Grupo Nutrição e Pobreza manifesta-se sobre considerações da presidência do IPEA a respeito da fome no Brasil
O Grupo de Pesquisa Nutrição e Pobreza do IEA divulgou uma manifestação oficial em que refuta pontos de nota divulgada em agosto pela presidência do Instituto de Pesquisas Econômicas e Aplicadas - Ipea. Leia a íntegra do posicionamento do grupo:
Nota da presidência do IPEA surpreende ao tratar da fome no Brasil
Manifestação do Grupo Nutrição e Pobreza – Instituto de Estudos Avançados – USP
O Instituto de Pesquisas Econômicas e Aplicadas - IPEA, em sua longa trajetória de apoio técnico qualificado para a gestão pública, tem sido parceiro também da Universidade, em diferentes frentes, com destacada contribuição.
Por este motivo, surpreende a Nota da Presidência n.12[1], publicada neste mês de agosto, a propósito da expansão do Auxílio Brasil.
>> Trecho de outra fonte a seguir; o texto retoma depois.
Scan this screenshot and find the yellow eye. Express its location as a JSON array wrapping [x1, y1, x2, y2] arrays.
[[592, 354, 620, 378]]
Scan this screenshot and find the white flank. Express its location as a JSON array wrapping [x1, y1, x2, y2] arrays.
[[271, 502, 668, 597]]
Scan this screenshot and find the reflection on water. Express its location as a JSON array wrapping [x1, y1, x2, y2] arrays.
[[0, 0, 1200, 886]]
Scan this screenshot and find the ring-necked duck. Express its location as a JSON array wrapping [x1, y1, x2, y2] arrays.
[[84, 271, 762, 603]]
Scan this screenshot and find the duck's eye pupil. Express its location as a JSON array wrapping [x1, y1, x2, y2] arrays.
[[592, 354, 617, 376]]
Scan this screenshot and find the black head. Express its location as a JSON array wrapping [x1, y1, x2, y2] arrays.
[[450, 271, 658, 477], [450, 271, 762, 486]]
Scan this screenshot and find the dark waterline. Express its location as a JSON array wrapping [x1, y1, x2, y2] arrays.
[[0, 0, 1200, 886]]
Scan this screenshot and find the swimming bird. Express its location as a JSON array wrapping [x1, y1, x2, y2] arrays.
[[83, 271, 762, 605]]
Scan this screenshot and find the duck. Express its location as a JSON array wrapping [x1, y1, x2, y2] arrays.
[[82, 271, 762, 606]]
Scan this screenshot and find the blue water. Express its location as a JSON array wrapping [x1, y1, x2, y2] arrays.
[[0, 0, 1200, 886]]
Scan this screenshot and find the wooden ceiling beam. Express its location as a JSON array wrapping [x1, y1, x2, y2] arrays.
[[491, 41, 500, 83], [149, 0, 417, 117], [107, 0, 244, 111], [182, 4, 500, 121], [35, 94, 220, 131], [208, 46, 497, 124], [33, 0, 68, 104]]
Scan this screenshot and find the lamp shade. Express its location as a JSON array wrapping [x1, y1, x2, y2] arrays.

A nota emprega dados de internação hospitalar para estimar “problemas de saúde e de doenças relacionadas à má-nutrição”; por meio destes números, se propõe verificar os efeitos do crescimento da insegurança alimentar. A Nota conclui que “se os dados divulgados (por pesquisas recentes[2]) estiverem mesmo corretos e a insegurança alimentar tiver crescido, ela parece não impactar os indicadores de saúde da população brasileira relacionados diretamente à má nutrição” (grifo nosso)!
O Grupo de Pesquisa Nutrição e Pobreza vem, por meio desta manifestação e em reconhecimento à história do IPEA, apontar a fragilidade da análise frente ao conhecimento disponível sobre a dinâmica temporal e causal do fenômeno fome-adoecimento, em especial para aqueles em situação de vulnerabilidade; neste sentido, alerta para a abordagem equivocada desta sensível, complexa e grave questão.
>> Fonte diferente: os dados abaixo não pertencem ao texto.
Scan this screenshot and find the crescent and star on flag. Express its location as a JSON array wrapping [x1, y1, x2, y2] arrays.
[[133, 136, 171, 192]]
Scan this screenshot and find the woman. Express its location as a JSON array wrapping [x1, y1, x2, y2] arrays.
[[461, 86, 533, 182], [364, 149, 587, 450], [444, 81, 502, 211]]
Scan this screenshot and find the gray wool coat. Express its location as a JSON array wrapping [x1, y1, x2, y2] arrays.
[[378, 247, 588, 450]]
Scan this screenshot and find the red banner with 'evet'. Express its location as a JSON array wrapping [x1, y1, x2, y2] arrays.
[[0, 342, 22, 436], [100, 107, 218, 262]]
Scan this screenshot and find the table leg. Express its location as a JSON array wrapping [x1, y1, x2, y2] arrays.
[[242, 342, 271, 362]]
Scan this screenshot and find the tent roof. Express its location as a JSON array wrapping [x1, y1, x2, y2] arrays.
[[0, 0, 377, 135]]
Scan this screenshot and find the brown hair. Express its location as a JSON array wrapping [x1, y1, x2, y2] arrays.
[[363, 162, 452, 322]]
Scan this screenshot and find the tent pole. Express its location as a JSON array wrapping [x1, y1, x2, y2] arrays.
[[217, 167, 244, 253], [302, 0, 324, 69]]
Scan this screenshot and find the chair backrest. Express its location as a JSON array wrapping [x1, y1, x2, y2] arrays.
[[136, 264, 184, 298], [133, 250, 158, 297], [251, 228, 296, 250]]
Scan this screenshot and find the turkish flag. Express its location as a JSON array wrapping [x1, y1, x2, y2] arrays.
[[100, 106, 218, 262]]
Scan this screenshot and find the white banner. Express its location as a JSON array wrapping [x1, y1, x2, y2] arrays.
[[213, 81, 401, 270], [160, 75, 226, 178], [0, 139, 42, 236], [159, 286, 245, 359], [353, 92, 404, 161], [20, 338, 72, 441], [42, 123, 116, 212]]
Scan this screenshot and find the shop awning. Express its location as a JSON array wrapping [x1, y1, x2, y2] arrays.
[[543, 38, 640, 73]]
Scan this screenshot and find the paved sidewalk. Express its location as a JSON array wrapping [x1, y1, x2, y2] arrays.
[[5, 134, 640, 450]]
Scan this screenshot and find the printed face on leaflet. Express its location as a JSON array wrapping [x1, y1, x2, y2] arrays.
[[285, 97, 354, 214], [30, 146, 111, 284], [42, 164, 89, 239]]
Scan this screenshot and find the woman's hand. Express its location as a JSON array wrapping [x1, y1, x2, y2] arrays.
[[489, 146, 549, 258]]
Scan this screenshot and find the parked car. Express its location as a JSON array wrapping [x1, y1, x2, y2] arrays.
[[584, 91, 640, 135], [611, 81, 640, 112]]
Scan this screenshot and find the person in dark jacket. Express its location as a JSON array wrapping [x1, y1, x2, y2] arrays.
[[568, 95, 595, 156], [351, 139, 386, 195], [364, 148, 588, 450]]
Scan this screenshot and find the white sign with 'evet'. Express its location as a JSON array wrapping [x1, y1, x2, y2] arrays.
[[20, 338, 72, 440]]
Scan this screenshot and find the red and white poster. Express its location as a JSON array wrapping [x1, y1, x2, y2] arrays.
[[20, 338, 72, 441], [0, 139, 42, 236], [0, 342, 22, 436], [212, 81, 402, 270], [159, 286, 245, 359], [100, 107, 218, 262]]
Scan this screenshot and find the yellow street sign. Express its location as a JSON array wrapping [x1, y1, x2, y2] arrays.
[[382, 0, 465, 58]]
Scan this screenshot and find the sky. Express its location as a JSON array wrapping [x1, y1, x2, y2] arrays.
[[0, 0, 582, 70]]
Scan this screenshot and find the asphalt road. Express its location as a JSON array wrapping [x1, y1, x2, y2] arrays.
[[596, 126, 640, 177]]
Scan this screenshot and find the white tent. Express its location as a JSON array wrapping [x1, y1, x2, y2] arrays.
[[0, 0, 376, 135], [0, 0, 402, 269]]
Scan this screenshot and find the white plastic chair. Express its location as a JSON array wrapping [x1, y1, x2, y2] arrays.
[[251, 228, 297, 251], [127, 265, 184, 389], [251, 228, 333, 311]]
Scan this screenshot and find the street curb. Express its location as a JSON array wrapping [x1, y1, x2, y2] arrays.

O enfrentamento histórico do flagelo da fome, e a defesa incansável da alimentação adequada para todos e todas, permitiu que a prevalência da desnutrição e da insegurança alimentar caíssem de forma expressiva no Brasil, ao ponto de deixarmos o mapa da fome no ano de 2014. Nada trivial, esta conquista resultou da combinação de decisão política por meio de políticas públicas intersetoriais, desenvolvimento econômico, pesquisa de qualidade e potente mobilização social.
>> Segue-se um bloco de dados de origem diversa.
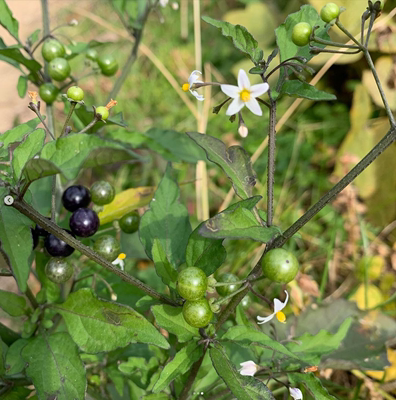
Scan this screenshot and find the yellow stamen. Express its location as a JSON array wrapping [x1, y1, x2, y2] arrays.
[[239, 89, 250, 103], [276, 311, 286, 323]]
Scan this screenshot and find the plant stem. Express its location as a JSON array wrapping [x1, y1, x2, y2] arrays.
[[12, 198, 179, 306]]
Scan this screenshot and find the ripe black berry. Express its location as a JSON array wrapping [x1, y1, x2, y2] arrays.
[[62, 185, 91, 211], [44, 229, 74, 257], [69, 208, 100, 237]]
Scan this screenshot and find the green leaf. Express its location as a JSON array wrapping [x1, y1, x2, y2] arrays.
[[0, 0, 19, 39], [5, 339, 29, 375], [187, 132, 256, 199], [153, 342, 203, 393], [151, 239, 177, 288], [22, 332, 87, 400], [17, 75, 28, 99], [40, 133, 141, 180], [222, 325, 299, 359], [0, 290, 28, 317], [186, 222, 227, 276], [199, 196, 281, 243], [202, 17, 263, 64], [139, 164, 191, 268], [287, 373, 336, 400], [281, 80, 337, 101], [209, 344, 275, 400], [12, 129, 46, 180], [0, 187, 33, 292], [53, 288, 169, 353], [151, 304, 200, 343]]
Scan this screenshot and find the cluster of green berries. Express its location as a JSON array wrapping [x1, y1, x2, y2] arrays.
[[292, 3, 340, 46]]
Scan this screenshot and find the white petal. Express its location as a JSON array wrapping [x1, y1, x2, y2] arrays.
[[238, 69, 250, 90], [226, 97, 245, 115], [245, 97, 263, 116], [274, 290, 289, 314], [190, 90, 205, 101], [220, 85, 240, 99], [250, 83, 269, 97], [257, 313, 275, 324]]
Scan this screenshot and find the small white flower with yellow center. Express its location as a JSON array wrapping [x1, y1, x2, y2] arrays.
[[289, 388, 302, 400], [112, 253, 126, 271], [182, 70, 205, 101], [257, 290, 289, 324], [239, 360, 260, 376], [220, 69, 269, 115]]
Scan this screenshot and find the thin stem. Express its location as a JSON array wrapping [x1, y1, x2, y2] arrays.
[[60, 101, 77, 137], [12, 198, 179, 306]]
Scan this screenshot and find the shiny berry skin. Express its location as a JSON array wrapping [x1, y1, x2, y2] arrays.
[[44, 229, 74, 257], [45, 258, 73, 283], [93, 235, 121, 262], [183, 298, 213, 328], [96, 54, 118, 76], [69, 208, 100, 237], [39, 82, 59, 104], [216, 274, 241, 297], [67, 86, 84, 101], [48, 57, 71, 82], [91, 181, 115, 206], [96, 106, 109, 121], [62, 185, 91, 211], [292, 22, 312, 46], [261, 249, 298, 283], [118, 211, 140, 233], [320, 3, 340, 22], [41, 39, 65, 62], [177, 267, 208, 300]]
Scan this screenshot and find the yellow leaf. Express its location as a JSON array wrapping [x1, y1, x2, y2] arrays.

A literatura traz evidências, contudo, de que nos últimos anos o país retrocedeu quase três décadas, e chegamos a 2022 com números observados nos anos 1990: são 33 milhões de pessoas com fome, e 58,7% das famílias brasileiras em algum grau de insegurança alimentar.
Em paralelo, o número de pessoas abaixo da linha da pobreza[3] cresceu para 23,7% em 2021, o maior percentual em série histórica de dez anos, levando à marca de 19,8 milhões de pessoas pobres no país[4]. Programas de transferência de renda trazem impactos distintos em contextos adversos. Ao viver inflação com dois dígitos, aumento de desemprego, fragilização dos mecanismos de proteção social e toda a sorte de restrições impostas à sociedade em decorrência de uma política fiscal que privilegia a transferência de recursos públicos para o setor privado, o efeito do benefício fica claramente comprometido.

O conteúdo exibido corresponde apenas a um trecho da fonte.